Génération des métaux (alchimie, histoire des sciences). - D'après Aristote, les
métaux sont formés d'eau et de terre : ce qui exprime leur fusibilité et leur fixité, aussi bien que leur aptitude à être changés en oxydes. Aristote distingue encore les corps en réceptifs on passifs, et actifs ou donnant la forme. C'est ainsi que l'étain disparaît en subissant l'influence de la matière du cuivre qui le colore. Nous touchons ici aux notions alchimiques. Il indique également qu'il existe dans la terre deux vapeurs ou exhalaisons, l'exhalaison sèche et l'exhalaison humide, laquelle produit les métaux. Ces énoncés rappellent, sous une forme plus vague, les théories forgées au XIXe siècle sur les minéraux de filons, produits par les vapeurs souterraines. Et ailleurs :
« L'or, l'argent, le cuivre, l'étain, le plomb, le verre et bien des pierres sans nom, participent de l'eau : car tous ces corps fondent par là chaleur. Divers vins, l'urine, le vinaigre, la lessive, le petit-lait, la lymphe participent aussi de l'eau, car tous ces corps sont solidifiés par le froid. Le fer, la corne, les ongles, les tendons, le bois, les cheveux, les feuilles, l'écorce participent plutôt de la terre : ainsi que l'ambre, la myrrhe, l'encens, etc. » 
Tous ces énoncés témoignent de l'effort fait par la science antique pour pénétrer la constitution des corps, et manifestent les analogies vagues qui guidaient ses conceptions. La théorie des exhalaisons est le point de départ des idées ultérieures sur la génération des métaux dans la terre; nous lisons dans Proclus, philosophe néoplatonicien.
« L'or et l'argent et chacun des métaux, dit-il, sont engendrés dans la terre sous l'influence des divinités célestes et de leurs effluves. Le soleil produit l'or; la lune, l'argent; Saturne, le plomb; Mars, le fer. »
D'autres ont ajouté depuis : Vénus produit le cuivre; Mercure (ou Jupiter), l'étain. Ces théories ont régné pendant le Moyen âge. On lit encore, dans Vincent de Beauvais
« D'après Rhazès, les minéraux sont des vapeurs épaissies et coagulées au bout d'un temps considérable. Le vif argent et le soufre se condensent d'abord. Les corps transformés graduellement pendant des milliers d'années dans les mines arrivent à l'état d'or et d'argent; mais l'art peut produire ces effets en un seul jour. » 
Dès les temps les plus anciens, ces idées se sont mêlées avec des imaginations astrologiques, relatives aux influences sidérales. 
« Les métaux et les pierres, disait-on, n'éprouvent pas les influences célestes, sous leur forme même de métaux ou de pierres, mais lorsqu'ils sont sous la forme de vapeurs et tandis qu'ils durcissent. »
On voit par là le sens mystique de ces mots attribués à Hermès par Albert le Grand
« La terre est la mère des métaux ; le ciel en est le père. » 
De même cet autre axiome hermétique :
« En haut les choses terrestres; en bas les choses célestes », 
lequel s'appliquait à la fois à la transformation des vapeurs dans la nature et à la métamorphose analogue que l'on effectuait par l'art dans les alambics.

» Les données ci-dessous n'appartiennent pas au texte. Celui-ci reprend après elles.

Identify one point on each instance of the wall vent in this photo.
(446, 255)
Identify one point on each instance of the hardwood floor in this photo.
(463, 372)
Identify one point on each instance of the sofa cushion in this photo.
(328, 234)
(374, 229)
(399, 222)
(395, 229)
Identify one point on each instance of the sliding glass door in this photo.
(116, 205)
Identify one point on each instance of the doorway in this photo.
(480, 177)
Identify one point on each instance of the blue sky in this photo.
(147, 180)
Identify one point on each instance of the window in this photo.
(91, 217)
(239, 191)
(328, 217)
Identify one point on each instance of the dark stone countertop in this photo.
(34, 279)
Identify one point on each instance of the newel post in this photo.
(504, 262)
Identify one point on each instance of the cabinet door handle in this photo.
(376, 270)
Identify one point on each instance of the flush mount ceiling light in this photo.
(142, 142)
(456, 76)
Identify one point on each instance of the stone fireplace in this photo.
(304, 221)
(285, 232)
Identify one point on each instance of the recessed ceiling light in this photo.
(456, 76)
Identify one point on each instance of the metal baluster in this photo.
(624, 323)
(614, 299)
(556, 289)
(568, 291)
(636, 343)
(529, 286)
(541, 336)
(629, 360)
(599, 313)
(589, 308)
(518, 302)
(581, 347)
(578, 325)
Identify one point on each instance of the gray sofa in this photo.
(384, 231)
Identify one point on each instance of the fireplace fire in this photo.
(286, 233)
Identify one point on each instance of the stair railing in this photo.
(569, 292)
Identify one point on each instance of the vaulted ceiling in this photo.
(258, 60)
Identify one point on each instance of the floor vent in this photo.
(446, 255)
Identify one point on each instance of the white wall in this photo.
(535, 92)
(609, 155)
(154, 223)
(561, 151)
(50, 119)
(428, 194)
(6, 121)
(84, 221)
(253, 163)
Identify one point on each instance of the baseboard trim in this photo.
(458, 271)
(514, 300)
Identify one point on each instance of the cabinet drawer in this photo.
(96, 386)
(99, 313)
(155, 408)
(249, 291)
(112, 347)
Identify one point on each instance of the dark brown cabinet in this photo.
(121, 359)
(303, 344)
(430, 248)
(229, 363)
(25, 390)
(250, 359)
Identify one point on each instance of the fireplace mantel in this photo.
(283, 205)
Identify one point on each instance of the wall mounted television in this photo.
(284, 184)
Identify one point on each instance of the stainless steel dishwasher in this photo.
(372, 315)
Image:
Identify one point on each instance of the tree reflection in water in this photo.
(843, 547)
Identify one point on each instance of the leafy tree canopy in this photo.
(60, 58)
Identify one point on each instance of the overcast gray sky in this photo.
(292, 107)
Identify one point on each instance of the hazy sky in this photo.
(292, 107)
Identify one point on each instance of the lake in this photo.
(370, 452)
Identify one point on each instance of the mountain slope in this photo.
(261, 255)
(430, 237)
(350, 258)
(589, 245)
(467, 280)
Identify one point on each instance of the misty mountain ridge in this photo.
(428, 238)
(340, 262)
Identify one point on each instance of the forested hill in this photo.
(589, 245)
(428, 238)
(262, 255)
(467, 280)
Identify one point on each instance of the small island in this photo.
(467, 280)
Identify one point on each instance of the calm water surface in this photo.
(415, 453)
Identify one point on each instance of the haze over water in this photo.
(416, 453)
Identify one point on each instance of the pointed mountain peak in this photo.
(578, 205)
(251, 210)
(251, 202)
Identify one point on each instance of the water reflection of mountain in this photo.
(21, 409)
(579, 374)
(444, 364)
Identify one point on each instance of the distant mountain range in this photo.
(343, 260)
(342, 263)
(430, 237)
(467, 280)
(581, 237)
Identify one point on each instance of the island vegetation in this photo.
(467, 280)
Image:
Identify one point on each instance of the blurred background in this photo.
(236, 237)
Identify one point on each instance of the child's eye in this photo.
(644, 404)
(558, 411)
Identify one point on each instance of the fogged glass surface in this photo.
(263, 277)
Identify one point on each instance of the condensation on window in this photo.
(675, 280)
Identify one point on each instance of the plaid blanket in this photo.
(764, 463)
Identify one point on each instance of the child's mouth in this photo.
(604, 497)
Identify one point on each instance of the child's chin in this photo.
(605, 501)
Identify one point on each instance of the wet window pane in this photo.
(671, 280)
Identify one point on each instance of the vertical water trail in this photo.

Avicenne, après avoir décrit le détail supposé de cette création des métaux, ajoute :

« Cependant il est douteux que la transmutation effective soit possible. Si l'on a donné au plomb purifié les qualités de l'argent (chaleur, saveur, densité), de façon que les hommes s'y trompent, la différence spécifique ne peut être enlevée, parce que l'art est plus faible que la nature. »
Albert le Grand dit de même :
« Ceux qui blanchissent par des teintures blanches etjaunissent par des teintures jaunes, sans que l'espèce matérielle soit changée, sont des trompeurs et ne font ni vrai or ni vrai argent. »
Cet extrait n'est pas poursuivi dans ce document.